Erica Jeal 

Dvořák: Symphony No 9 album review – Shani brings a natural freshness to a familiar work

The conductor, soon to finish an eight-year tenure at the helm of the Dutch orchestra, leaves the orchestra in good shape
  
  

Conductor Lahav Shani in the middle of a room of classical musicians from the Rotterdam Philharmonic Orchestra
Holds the attention fast … Lahav Shani conducts the Rotterdam Philharmonic Orchestra. Photograph: Guido Pijper

Lahav Shani’s eight-year tenure at the helm of the Rotterdam Philharmonic is coming to a close – he becomes chief conductor at the Munich Philharmonic in September – and he is leaving this fine orchestra in good shape. Their recording of Dvořák’s Symphony No 9 brings a natural freshness to this familiar work, offering no big surprises or grand gestures but holding the attention fast with an elegant restlessness.

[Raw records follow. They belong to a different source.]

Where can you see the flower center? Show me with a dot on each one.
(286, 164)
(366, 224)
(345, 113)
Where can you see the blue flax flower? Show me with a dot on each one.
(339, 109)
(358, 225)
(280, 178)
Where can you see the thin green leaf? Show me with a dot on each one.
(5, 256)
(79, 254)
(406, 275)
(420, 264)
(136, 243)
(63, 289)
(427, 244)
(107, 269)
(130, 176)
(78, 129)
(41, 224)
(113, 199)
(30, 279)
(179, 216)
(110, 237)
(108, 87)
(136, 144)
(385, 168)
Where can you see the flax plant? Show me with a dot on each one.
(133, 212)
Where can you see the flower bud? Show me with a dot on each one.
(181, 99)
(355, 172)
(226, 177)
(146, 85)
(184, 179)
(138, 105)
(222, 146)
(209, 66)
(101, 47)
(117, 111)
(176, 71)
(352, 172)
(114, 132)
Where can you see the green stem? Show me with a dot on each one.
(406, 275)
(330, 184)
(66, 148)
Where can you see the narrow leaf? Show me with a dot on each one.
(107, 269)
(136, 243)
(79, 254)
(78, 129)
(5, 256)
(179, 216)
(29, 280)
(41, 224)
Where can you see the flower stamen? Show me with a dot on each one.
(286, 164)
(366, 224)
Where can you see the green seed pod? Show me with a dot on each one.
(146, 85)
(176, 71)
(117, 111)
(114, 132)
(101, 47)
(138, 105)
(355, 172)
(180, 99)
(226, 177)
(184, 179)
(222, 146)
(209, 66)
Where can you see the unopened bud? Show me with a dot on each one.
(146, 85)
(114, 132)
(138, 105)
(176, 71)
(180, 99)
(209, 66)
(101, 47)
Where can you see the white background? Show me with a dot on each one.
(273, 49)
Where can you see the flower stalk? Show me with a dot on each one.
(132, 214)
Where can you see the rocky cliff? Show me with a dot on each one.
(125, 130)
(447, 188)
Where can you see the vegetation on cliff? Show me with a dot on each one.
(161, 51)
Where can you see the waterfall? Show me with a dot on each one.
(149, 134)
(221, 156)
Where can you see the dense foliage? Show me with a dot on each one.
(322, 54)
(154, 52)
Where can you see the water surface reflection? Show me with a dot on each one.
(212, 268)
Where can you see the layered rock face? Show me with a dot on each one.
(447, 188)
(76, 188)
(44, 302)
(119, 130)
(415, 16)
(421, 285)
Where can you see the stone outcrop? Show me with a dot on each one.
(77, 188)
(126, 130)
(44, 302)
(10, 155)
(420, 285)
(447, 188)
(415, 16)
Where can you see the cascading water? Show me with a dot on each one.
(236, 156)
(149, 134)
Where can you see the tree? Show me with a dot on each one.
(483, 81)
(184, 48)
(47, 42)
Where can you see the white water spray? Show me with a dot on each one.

The unfolding of the first movement is unhurried but unstoppable: Shani doesn’t overshape the phrases, but gives them the space and momentum to flow organically from one to the next. The big woodwind solos – the velvety flute in the first movement, the cor anglais in the second – make their mark without signposting.

Nothing is overly heavy, and there’s a skip to the middle section of the third movement that makes it sound almost humorous. But the finale still has all the weight it needs, its fluster and seriousness dissolving into a sweet clarinet solo and then blooming into something joyous and grand.

As an overture, there’s a Dutch rarity: Johan Wagenaar’s 1905 tone poem Cyrano de Bergerac. It couldn’t be more transparently inspired by Strauss’s Don Juan, but is easy to enjoy, and finds the Rotterdam players on swashbuckling form.